I was introduced to this dish by an old friend of mine, and I immediately begged her for the recipe so that I could share it with everyone I know. Fragrant and delicious, this simple meal lingers lovingly on the palate, delivering delicate layers of flavour long after the pan has been scraped clean of leftovers.
It’s not the kind of meal that you’ll find in an English Indian restaurant, although it’s extremely popular in Southern India. In fact, it’s commonly believed there that the very best Kothu Parotta comes from street food stands rather than restaurants. In parts of Pakistan it’s served for breakfast, but I find it makes a perfect weekday supper; quick and easy to make, and leaving only one pan to wash up.
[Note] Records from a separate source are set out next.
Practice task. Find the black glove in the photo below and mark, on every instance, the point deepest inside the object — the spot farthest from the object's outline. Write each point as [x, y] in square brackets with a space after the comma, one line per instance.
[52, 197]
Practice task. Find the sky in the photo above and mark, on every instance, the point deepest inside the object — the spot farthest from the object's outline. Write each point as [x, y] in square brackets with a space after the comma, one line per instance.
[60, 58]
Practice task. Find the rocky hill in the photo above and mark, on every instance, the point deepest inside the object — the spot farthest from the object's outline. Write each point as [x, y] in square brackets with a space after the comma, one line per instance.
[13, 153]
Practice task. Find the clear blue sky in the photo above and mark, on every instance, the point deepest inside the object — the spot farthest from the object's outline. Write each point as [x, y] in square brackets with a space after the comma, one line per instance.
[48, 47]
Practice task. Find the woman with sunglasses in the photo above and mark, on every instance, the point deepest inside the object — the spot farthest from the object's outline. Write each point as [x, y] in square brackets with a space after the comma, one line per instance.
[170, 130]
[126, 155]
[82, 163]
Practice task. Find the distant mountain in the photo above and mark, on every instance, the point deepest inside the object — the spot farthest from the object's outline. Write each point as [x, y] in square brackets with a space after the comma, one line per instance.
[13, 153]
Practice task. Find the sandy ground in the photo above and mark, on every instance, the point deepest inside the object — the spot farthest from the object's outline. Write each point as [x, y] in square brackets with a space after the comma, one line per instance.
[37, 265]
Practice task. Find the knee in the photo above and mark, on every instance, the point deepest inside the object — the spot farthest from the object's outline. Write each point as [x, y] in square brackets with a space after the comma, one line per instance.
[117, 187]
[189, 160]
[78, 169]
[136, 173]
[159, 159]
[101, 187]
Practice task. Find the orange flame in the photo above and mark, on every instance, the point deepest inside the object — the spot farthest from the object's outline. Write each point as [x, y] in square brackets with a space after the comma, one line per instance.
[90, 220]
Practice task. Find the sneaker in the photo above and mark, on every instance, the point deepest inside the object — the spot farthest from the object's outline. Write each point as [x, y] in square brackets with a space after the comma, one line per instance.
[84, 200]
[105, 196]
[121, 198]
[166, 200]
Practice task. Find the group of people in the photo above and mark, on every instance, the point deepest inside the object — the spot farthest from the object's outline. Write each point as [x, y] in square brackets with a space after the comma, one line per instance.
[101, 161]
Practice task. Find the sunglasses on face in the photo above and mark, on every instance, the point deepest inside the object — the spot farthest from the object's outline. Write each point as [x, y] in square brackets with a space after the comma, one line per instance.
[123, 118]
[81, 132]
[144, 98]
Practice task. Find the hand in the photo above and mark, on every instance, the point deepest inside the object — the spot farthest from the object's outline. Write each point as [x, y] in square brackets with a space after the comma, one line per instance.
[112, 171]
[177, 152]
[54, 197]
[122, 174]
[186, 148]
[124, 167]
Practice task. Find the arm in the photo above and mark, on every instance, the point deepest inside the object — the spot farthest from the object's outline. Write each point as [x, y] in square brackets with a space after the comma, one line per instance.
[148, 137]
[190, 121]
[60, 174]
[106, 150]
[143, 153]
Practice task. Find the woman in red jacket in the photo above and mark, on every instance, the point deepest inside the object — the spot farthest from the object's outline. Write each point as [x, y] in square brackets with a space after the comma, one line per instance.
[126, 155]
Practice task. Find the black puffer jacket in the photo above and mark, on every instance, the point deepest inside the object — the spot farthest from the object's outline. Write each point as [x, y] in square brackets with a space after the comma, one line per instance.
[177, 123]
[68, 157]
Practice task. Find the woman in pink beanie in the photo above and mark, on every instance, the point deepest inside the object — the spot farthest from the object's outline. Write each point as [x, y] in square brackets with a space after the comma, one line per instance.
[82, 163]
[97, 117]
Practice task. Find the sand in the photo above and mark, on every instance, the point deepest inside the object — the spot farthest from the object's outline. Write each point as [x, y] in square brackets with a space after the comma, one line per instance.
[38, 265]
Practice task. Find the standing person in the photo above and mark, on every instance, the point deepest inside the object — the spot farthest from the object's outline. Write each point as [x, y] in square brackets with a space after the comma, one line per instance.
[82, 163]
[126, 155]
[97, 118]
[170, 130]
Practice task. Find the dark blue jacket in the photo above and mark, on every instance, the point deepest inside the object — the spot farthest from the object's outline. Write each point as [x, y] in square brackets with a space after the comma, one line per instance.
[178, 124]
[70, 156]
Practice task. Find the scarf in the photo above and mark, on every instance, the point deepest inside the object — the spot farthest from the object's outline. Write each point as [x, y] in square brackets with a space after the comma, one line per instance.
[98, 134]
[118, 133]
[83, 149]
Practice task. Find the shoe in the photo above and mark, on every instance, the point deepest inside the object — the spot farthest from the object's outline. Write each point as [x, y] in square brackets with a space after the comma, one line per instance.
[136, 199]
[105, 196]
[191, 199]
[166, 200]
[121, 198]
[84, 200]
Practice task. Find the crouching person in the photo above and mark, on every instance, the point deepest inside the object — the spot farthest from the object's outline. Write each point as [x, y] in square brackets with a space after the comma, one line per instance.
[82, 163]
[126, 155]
For those of you (like me) who have an aversion to extremely spicy food, fear not. This is remarkably mild, and you can make it more so by decreasing the amount of chilli powder used to a mere quarter of a teaspoon. As for the more esoteric ingredients; paratha can be found in the frozen section of any good supermarket, but you may have to resort to the internet to find chaat masala (in fact, if anyone does know where I can buy it locally, please get in contact – my supply is running low!).
Egg Kothu Parotta
Makes: 4 servings Takes: 30 minutes
2 tbsp vegetable oil
1 tsp mustard seeds
2 medium onions, finely chopped
2 dozen dry curry leaves
1 tsp ginger paste
1 tsp garlic paste
1 green chilli, deseeded & finely chopped
250g baby plum tomatoes
1 tsp chaat masala
1/2 tsp garam masala
1/2 tsp mild chilli powder
1/2 tsp salt
1 packet of paratha, cut into pieces
1 large bunch coriander, finely chopped
Pour the oil into a large frying pan (I use my wok) and place over a medium heat. Add the mustard seeds and cook until the seeds begin to pop. Add the garlic, ginger, onion and curry leaves to the pan and fry gently until the onion turns translucent.
Add the chilli and tomatoes to the pan and cook for a few minutes or until the tomatoes begin to soften. Add the chaat masala, garam masala, chilli powder and salt to the frying pan and stir well until thoroughly mixed.
Add the paratha to the pan, along with the majority of the coriander, and cook until all of the paratha has fully cooked (it will no longer resemble dough). Add the eggs to the pan and stir continuously until the egg has all cooked. Sprinkle the reserved coriander on top and serve immediately with a side of raitha.